Significant Decision

Date: 

July 3, 2001

Issues: 

Dispute of DD IR

Table of Contents

APD 011161

This appeal arises pursuant to the Texas Workers’ Compensation Act, TEX. LAB. CODE ANN. § 401.001 et seq. (1989 Act). A contested case hearing was held on May 2, 2001. With respect to the sole issue before him, the hearing officer determined that the appellant (claimant) had an impairment rating (IR) of 2%. The claimant appeals on sufficiency grounds and seeks reversal. The respondent (carrier) responds and urges affirmance of the hearing officer’s decision and order in all respects.

DECISION

Affirmed.

The hearing officer did not err in determining that the claimant had an IR of 2%. Section 408.125(e) of the 1989 Act provides that if the designated doctor is chosen by the Texas Workers’ Compensation Commission (Commission), the report of the designated doctor shall have presumptive weight and the Commission shall base the IR in that report unless the great weight of the other medical evidence is to the contrary. The Commission designated a doctor who assigned the 2% IR to the claimant March 8, 2001, after reexamining him[1] and considering the whole of his injury. While the claimant’s treating doctor assigned a 15% IR to the claimant July 14, 2000, the hearing officer found that not only was the designated doctor’s IR assignment to be given presumptive weight, but also that the 2% IR was not contrary to the great weight of other medical evidence.

The parties presented conflicting evidence on the disputed issues. Pursuant to Section 410.165(a), the hearing officer is the sole judge of the weight and credibility of the evidence. The hearing officer resolves the conflicts and inconsistencies in the evidence and determines what facts have been established from the conflicting evidence. Garza v. Commercial Insurance Company of Newark, New Jersey, 508 S.W.2d 701 (Tex. Civ.

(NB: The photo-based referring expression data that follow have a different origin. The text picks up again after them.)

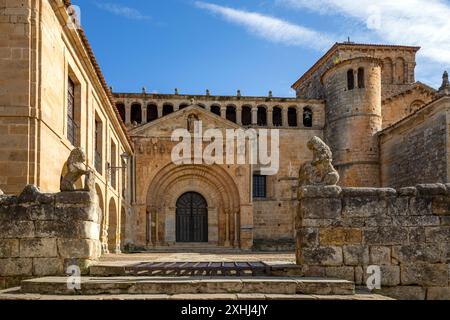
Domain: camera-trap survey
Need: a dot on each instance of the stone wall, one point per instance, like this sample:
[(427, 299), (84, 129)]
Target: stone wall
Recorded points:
[(415, 150), (340, 232), (41, 234)]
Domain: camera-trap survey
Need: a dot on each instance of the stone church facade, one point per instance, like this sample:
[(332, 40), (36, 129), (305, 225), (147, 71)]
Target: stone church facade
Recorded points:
[(385, 129)]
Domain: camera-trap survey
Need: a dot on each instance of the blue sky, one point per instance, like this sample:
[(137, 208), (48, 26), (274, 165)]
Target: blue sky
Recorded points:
[(251, 45)]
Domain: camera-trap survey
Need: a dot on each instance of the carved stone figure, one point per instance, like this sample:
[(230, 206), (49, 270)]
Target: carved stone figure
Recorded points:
[(76, 169), (320, 170)]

App.-Amarillo 1974, no writ); St. Paul Fire & Marine Insurance Company v. Escalera, 385 S.W.2d 477 (Tex. Civ. App.-San Antonio 1964, writ ref’d n.r.e.). This is equally true regarding medical evidence. Texas Employers Insurance Association v. Campos, 666 S.W.2d 286 (Tex. App.-Houston [14th Dist.] 1984, no writ). This tribunal will not disturb the challenged findings of a hearing officer unless they are so against the great weight and preponderance of the evidence as to be clearly wrong or manifestly unjust. Cain v. Bain, 709 S.W.2d 175, 176 (Tex. 1986); In re King’s Estate, 150 Tex. 662, 244 S.W.2d 660 (1951).

For these reasons, we affirm the decision and order of the hearing officer.

Gary L. Kilgore – Appeals Judge

CONCUR:

Elaine M. Chaney – Appeals Judge

Thomas A. Knapp – Appeals Judge

  1. At a benefit review conference held January 30, 2001, the parties agreed that on his first examination of the claimant September12, 2000, the designated doctor failed to take into account the claimant’s right hip injury, assigning him a 0% IR. Thus, the designated doctor was asked to reexamine the claimant and assign him a whole body rating.